1. The specific contributions of individual proteins to tight junction function are only beginning to be understood and are in need of further study.

2. The structure of claudin-based pores is unknown, and factors such as open probability and single-claudin pore conductance are presently only theoretical considerations. Improved understanding of these properties, both at steady state and during regulation, will require new technologies that measure local tight junction function.

3. An improved understanding of the biophysical characteristics of the leak pathway and the structures that allow large molecules to pass through the tight junction is required.

4. Mechanisms of protein delivery to and retrieval from the tight junction remain incompletely defined.

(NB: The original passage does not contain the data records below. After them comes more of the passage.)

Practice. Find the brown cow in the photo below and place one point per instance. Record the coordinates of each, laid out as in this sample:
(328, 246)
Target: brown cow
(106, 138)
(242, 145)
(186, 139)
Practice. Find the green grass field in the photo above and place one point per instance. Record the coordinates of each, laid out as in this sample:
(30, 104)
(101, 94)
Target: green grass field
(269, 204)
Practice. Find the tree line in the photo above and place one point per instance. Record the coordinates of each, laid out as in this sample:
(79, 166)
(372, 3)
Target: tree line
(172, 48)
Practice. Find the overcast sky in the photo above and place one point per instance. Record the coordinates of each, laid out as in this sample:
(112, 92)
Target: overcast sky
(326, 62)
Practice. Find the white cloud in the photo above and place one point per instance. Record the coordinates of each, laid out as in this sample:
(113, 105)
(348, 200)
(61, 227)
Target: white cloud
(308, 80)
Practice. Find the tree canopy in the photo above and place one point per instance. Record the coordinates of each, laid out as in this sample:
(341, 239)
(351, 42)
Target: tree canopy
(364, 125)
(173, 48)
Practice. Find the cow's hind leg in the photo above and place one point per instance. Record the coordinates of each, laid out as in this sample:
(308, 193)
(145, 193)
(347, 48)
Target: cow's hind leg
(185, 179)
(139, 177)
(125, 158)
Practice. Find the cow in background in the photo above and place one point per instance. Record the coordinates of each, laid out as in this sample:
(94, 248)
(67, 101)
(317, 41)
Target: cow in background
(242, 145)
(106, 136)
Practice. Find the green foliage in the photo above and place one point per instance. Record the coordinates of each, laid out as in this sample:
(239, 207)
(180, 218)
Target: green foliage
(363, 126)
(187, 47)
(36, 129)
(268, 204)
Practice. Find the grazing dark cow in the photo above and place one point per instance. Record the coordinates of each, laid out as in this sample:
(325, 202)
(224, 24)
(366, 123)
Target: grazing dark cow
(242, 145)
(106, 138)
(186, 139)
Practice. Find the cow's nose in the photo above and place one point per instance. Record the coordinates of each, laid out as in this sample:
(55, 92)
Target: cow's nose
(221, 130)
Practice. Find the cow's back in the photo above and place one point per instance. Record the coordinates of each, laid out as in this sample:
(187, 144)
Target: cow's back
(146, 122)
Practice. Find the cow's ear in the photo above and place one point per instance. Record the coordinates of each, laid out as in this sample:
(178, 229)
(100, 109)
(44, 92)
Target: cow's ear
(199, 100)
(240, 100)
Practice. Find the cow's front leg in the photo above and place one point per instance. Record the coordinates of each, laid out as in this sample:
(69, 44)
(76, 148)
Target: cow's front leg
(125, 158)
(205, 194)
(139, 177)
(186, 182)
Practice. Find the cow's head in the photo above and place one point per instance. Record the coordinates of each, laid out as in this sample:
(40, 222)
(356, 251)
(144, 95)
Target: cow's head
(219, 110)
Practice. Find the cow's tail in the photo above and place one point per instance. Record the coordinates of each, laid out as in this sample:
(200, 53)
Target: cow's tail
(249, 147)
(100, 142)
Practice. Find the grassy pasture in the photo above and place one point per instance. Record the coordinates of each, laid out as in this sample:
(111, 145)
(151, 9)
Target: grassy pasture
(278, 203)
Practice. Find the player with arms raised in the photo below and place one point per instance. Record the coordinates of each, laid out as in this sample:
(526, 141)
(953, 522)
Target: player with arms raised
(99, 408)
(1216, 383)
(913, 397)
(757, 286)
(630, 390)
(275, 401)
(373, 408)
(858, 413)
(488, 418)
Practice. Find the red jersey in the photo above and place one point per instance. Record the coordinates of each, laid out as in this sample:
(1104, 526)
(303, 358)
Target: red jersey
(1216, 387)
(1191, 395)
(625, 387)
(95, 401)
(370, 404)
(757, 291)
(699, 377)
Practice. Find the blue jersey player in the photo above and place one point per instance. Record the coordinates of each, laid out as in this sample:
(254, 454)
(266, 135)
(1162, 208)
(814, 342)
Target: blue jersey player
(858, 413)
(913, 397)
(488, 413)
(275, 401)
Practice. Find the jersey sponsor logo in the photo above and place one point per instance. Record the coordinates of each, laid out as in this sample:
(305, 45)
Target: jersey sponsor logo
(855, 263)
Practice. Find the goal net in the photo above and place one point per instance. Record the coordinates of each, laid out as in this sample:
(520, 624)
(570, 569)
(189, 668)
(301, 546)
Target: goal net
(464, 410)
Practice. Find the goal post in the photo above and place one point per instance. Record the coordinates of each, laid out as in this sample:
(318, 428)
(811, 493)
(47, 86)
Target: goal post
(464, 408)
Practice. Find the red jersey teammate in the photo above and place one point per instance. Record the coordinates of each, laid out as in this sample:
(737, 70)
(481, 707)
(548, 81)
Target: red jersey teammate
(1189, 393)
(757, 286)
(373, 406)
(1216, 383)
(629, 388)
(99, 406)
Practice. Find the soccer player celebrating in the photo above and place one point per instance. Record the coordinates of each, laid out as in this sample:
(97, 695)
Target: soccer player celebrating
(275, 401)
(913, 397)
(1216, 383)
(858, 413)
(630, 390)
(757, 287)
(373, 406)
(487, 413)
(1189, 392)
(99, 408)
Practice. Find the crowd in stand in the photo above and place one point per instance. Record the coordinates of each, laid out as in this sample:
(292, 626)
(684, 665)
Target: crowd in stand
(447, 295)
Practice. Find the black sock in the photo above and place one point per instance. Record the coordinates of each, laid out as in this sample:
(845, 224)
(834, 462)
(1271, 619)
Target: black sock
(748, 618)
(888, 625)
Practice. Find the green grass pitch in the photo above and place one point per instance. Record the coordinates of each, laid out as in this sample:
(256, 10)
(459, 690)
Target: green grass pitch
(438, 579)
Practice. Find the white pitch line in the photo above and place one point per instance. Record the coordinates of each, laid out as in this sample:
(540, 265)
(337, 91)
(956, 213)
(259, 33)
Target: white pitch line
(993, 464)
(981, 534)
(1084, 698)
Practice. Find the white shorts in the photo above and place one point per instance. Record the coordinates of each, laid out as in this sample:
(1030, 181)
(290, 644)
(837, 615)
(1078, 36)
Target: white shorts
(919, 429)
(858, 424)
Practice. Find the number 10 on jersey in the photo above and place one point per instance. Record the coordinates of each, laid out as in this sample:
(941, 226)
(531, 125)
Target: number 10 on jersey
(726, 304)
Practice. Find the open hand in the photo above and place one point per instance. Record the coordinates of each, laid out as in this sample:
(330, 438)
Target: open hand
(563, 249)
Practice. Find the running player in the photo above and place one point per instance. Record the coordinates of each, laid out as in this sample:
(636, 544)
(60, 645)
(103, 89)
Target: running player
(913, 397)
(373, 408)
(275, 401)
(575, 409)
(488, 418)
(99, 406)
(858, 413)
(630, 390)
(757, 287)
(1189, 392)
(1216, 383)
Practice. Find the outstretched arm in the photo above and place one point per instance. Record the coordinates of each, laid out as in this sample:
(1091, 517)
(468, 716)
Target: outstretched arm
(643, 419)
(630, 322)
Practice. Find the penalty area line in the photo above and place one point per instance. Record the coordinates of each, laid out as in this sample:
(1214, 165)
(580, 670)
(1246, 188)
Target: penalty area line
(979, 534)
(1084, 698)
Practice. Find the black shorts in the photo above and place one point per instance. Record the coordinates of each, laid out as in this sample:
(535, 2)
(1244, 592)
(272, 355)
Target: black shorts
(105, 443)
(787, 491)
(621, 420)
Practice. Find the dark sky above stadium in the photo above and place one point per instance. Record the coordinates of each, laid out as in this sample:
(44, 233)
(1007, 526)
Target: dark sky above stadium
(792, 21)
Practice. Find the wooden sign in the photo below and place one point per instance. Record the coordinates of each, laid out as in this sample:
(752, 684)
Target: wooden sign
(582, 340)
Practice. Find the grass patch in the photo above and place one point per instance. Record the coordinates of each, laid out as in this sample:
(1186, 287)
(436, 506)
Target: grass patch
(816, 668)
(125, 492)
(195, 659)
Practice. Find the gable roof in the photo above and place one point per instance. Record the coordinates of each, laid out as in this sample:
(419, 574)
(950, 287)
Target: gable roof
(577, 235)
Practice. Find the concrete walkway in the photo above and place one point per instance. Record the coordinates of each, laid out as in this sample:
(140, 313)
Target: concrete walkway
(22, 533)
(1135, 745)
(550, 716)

5. Improved in vivo characterization of protein interactions at the tight junction will inform future functional analyses. The effects of posttranslational protein modifications on these interactions, as well as on tight junction structure and function, deserve further analysis.

6. Application of sub-diffraction-limit optical imaging and other emerging imaging approaches to living cells may provide novel insight into the dynamics of tight junction strand organization.

7. The contribution of membrane lipids to tight junction structure and function at steady state and during barrier regulation requires further study.

8. Further molecular definition of signaling between transcellular transporters and paracellular leak and pore pathways is needed to understand the mechanisms that coordinate mucosal fluid and electrolyte transport in normal and pathological states.